I was recently pointed to a presentation about Open XML that raised my curiosity. It found its way to me because it included my picture, but the content is what’s on my mind. I take the Open XML discussion pretty seriously; I’ve had very interesting and stimulating discussions about Open XML with a lot of folks, but I’ve also seen a lot of the nonsense that makes the discussion cloudy and difficult (see below).
The slide references a comment I made in a ZDNet Australia interview in reference to advantages of XML-based document formats over binary formats for enabling better security. Specifically, having file formats represented in XML makes parsing simpler, because XML documents are expressed using a pre-defined (in this case public) schema. They can be easier to parse than binary formats, which can be opaque and obscure, even when you already have its documentation. Given a choice, I’m sure that 99/100 developers would prefer to work with an XML-based format over a binary format, if only for the sake of simplicity, and my comment here illustrates one of those reasons.
The deck goes onto state that Open XML allows “arbitrary binary blobs of data”, citing this as a “security hole” (this isn’t really anything new; this has been rehashed on several forums). I’ll just take a guess and say the presenter probably missed a few important references about ODF (search for “Binary” in the text), or within the ODF spec itself… Section 9.3 of the ODF specification discusses how frames can contain “Objects represented either in the OpenDocument Format or in a Object Specific Binary Format.” Section 9.3.5, describes the ability to add “plug-ins” to documents for “a media type that is not usually handled natively by office application software.” Base64Binary is a core data type of ODF, as described in section 16.1.
Of course both Open XML and ODF allow the embedding of binary content. So I guess it’s not clear to me why we’re picking on the binary DevMode structure when (so-called “arbitrary”) Binary data is supported in both formats (and probably every other authoring file format that is in widespread use today). If the implication is that ODF doesn’t allow the inclusion of “arbitrary” binary information the implication is absurd and false. By this logic I’d guess it’s worth a question to OASIS if we should expect binary data to be removed from a future version of the ODF spec? – I know the answer to that question; it’s not even worth asking.
I haven’t heard the deck presented, nor do I plan to tear the rest of it down (might be fun for a rainy day), but it looks to me like whoever created this slide deck is attempting to criticize a fundamental purpose of XML. Or maybe this is a criticism of the entire list of XML-based format specifications. Nothing about this criticism is specific to Open XML… it is an indictment of XML and document formats.

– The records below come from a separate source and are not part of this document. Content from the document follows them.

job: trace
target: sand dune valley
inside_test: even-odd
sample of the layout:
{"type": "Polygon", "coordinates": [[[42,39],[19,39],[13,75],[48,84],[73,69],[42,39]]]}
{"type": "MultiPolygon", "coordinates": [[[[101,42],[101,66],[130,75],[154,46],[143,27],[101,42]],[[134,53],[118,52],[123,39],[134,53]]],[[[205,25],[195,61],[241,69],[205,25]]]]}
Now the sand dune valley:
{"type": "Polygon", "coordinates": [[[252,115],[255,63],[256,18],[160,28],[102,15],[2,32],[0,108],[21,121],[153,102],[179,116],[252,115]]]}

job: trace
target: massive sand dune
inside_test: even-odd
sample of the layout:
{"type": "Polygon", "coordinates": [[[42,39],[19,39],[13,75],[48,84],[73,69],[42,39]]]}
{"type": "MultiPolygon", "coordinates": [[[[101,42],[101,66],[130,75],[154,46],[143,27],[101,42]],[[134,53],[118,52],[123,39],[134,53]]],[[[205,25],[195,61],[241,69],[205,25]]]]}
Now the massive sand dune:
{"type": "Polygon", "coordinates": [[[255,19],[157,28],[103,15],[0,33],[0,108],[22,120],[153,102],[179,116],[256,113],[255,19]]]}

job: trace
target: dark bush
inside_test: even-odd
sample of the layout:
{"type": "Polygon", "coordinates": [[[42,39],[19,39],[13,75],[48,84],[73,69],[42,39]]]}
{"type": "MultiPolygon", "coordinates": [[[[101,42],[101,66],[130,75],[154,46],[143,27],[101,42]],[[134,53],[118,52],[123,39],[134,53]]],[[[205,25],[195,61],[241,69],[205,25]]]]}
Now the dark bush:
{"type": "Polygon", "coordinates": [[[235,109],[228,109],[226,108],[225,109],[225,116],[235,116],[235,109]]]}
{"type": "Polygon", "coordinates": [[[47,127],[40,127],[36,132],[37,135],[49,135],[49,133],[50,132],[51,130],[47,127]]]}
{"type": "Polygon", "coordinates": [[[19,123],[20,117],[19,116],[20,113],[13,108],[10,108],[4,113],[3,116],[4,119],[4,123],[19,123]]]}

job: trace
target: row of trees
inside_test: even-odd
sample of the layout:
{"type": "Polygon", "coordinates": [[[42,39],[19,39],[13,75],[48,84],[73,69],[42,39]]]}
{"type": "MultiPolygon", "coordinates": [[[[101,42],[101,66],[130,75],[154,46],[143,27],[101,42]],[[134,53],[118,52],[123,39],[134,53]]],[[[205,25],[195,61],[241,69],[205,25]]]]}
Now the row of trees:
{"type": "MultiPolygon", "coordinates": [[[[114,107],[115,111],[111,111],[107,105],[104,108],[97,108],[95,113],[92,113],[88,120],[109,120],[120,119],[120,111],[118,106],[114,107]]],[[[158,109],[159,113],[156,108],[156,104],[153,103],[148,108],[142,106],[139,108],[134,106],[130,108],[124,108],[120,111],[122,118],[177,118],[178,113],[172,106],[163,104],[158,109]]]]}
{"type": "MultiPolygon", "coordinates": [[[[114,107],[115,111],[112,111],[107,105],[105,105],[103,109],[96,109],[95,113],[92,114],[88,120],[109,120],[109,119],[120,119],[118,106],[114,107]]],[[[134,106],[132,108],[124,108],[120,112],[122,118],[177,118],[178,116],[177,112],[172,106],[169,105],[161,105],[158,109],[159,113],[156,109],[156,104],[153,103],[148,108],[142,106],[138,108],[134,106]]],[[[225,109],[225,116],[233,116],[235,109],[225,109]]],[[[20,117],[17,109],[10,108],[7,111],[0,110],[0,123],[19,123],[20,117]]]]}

It seems odd to pick a fight with yourself (… very Fight Club-ish… “I am Jack’s Self-deprecating Argument”…);
The discussion about parsing XML formats vs. binary formats is equally applicable to Open XML, ODF, UOF, CDF, or (pick your XML-based format of the day). These slides contribute nothing to the XML formats discussion other than confusion. Part of the reason that the XML Formats debate exists is because (I think) we at least agree that XML offers us better opportunities for document format management than a binary format would… but according to the their point of view, I seem to be mistaken on that point. I must also be seeing things, because when I read the ODF spec, I see a lot of “arbitrary” binary data types in there too… obviously I’ve missed something.
Silly me J.